From GUIs to Genies: The UX Challenge of Chat-Based AI

“Writing is easy. All you do is stare at a blank sheet of paper until drops of blood form on your forehead.” -Gene Fowler

“I’m not sure what to do with my hands.” -Ricky Bobby, Talladega Nights

Since the release of ChatGPT in November 2022, public awareness, capability, and hype around Large Language Models (LLMs) has grown exponentially. Google rushed to catch up, and a marketing race began. Early adopters have witnessed a daily flood of new capabilities, tools, and assistants. Media predictions oscillate between AI bringing about utopia with universal basic income or destroying humanity by turning us into paperclips, all while claiming mass adoption is perpetually a few quarters away.

Yet in reality, adoption has been sluggish. I believe LLMs suffer from infinite product scope creep and fundamental UI challenges that ask us to make a great leap: from being tool users to becoming shamans who speak reality into being. While LLMs represent a powerful new paradigm, their chat interfaces create significant barriers by breaking fundamental UX patterns most users rely on. Nevertheless, the benefits and possibilities for improved accessibility shouldn’t be overlooked.

Natural Language Is Not the Natural Way to Use Tools

Most modern computers and smartphones rely on Graphical User Interfaces (GUIs) that provide familiar models tracing back to analog tools and spaces: the darkroom, light table, typewriter, drafting table, mixing desk, and cutting room floor. These provide mental models that ease adoption of virtual abstractions from the physical world. The affordances of GUIs are constrained and interactions predictable—a button has a clear purpose (if well-designed) and clicking it produces the same result every time.

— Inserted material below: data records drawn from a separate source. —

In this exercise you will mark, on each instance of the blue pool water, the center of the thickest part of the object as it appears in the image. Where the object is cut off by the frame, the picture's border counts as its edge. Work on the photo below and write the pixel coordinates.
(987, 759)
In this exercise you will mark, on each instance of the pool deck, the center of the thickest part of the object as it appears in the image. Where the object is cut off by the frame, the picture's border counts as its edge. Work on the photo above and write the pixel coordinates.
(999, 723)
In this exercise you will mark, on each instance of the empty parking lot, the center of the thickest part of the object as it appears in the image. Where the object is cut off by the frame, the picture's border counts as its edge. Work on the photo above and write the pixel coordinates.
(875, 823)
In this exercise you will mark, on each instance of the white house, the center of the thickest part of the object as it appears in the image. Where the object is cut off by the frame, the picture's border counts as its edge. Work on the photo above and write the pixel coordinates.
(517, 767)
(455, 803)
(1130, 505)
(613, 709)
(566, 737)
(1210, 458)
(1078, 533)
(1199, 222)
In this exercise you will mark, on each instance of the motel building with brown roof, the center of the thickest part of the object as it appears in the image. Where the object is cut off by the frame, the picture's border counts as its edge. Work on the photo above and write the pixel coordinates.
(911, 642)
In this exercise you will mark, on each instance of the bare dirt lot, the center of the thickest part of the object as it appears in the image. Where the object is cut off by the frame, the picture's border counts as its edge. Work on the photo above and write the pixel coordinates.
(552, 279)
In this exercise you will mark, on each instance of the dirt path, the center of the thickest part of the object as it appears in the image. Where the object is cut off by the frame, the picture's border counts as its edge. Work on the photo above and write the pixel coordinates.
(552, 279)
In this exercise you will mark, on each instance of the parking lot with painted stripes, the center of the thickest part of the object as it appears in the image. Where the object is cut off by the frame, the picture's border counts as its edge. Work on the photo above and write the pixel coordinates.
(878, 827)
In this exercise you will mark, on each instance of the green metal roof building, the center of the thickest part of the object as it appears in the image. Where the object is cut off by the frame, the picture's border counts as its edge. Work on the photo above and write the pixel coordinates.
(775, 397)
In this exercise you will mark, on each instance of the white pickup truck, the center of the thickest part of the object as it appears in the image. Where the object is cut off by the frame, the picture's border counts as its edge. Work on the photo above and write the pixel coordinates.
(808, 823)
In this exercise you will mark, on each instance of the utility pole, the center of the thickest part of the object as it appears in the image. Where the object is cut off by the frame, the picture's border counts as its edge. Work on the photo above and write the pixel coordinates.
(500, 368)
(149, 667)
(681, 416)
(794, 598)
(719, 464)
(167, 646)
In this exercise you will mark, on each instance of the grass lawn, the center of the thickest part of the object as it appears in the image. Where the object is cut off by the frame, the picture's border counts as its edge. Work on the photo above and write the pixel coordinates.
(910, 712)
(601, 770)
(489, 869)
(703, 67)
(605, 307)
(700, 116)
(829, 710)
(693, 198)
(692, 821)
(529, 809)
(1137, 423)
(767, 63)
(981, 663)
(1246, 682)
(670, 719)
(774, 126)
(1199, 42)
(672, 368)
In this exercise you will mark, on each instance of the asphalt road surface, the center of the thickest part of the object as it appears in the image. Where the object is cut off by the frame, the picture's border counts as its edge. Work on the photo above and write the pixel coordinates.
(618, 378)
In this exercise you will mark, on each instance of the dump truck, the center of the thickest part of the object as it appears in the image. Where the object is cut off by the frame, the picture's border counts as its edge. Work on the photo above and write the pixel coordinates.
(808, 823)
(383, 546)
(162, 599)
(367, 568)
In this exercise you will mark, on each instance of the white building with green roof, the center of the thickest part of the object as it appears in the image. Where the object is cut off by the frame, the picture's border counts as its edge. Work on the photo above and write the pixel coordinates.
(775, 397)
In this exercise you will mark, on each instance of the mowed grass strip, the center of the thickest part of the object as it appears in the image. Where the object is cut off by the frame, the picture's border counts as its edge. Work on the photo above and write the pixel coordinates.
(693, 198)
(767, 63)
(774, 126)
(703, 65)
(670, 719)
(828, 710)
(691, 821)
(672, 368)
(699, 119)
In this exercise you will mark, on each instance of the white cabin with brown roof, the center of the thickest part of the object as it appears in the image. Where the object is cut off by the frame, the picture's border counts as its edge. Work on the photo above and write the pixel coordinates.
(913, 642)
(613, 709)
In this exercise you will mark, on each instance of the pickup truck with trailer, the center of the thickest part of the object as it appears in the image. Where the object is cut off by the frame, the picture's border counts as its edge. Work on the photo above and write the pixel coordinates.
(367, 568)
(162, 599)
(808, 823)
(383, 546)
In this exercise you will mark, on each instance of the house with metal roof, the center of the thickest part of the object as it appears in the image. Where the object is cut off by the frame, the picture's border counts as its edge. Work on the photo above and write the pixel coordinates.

The LLM chat window initially resembles a command line: powerful for those who know the patterns and language, but a cold start for those facing it without training or guidance. Unlike the command line, however, the LLM prompt is entirely open-ended with no set commands, clear instructions, signifiers, or constraints. Unknown to first-time users, the system rewards verbose “natural language” and detailed instructions.

Some argue that nothing is more natural than the chat window—it’s just like texting with friends. But this isn’t how we naturally interact with tools. Unless you’ve been trained as a shaman, speaking things into existence doesn’t come naturally.

“A user interface is like a joke. If you have to explain it, it’s not that good.” -Martin LeBlanc

The Everything Affordance Problem

The blank page, blinking cursor, and empty canvas have frozen creators in fear, leaving them uncertain where to start without prompts or inspiration. This metaphor applies perfectly to LLM chat interfaces. Whether it’s “Ask Gemini,” “How can Claude help you?” or “What can I help you with?” the effect is the same as the blank page. “I’m not sure, how can you help me?” “Ask you what?”

LLMs are like standing before a genie, trying to determine what you want and how to phrase a wish without poor phrasing backfiring. No choices are presented—no dropdowns, no options—only the chat window, the “infinity affordance” before which most users feel overwhelmed or resort to asking for cat poems.

Staring at a command line stripped of familiar tools, heuristics, and patterns creates a high cognitive load as users struggle to determine their next action. This recalls the feeling known to many parents and managers: it’s often easier to do something yourself than verbally explain it to others. Caring little about the AI’s development, many abandon the interaction entirely.

Most of us don’t verbalize our work or play as we go about our day. Another benefit of GUIs is consistency—press a button, and the same action occurs each time. With LLMs, you might get variant outputs when asking the same question. To achieve quality and consistency, users must learn optimal prompting methods and patterns.

If I move a pencil across paper, I know what will happen based on physical experience. If I use a digital illustration tool’s pencil function, it’s programmed to provide consistent results. But when I ask an LLM to perform an action, the outcome isn’t consistent—it may be close to what I expected, or it may be a statistical anomaly, a “hallucination,” different each time I ask. Imagine clicking a pencil tool that sometimes draws a line as expected and other times produces rainbow squiggles. You probably wouldn’t return to such an unpredictable tool.

I acknowledge that this statistical flexibility enables LLMs to generate human-like creative outputs in writing and images, but without control or a “hands-on” feeling, most first-time users struggle to see it as useful.

Looking Forward

Amazing LLM applications are being discovered daily, and I have no doubt this technology will bring changes even faster than the PC, internet, and smartphone revolutions before it. Yet currently, many applications focus on task automation or simulating lower-value human creativity.

AI and LLMs need products built with interfaces users understand. What form should those take? Can we translate unpredictable LLM outputs into structured UIs? Will we train AI to present real-time interfaces based on context but rooted in familiar design models?

One day, our children may use direct brain-to-device interfaces or subvocalized prompts to shape reality—or perhaps AGI will anticipate all our desires because humans aren’t that complicated after all. But for the next few years, I believe we need buttons, dropdowns, tooltips, and single-action affordances that unlock our creative potential.

At least until we’re turned into paperclips.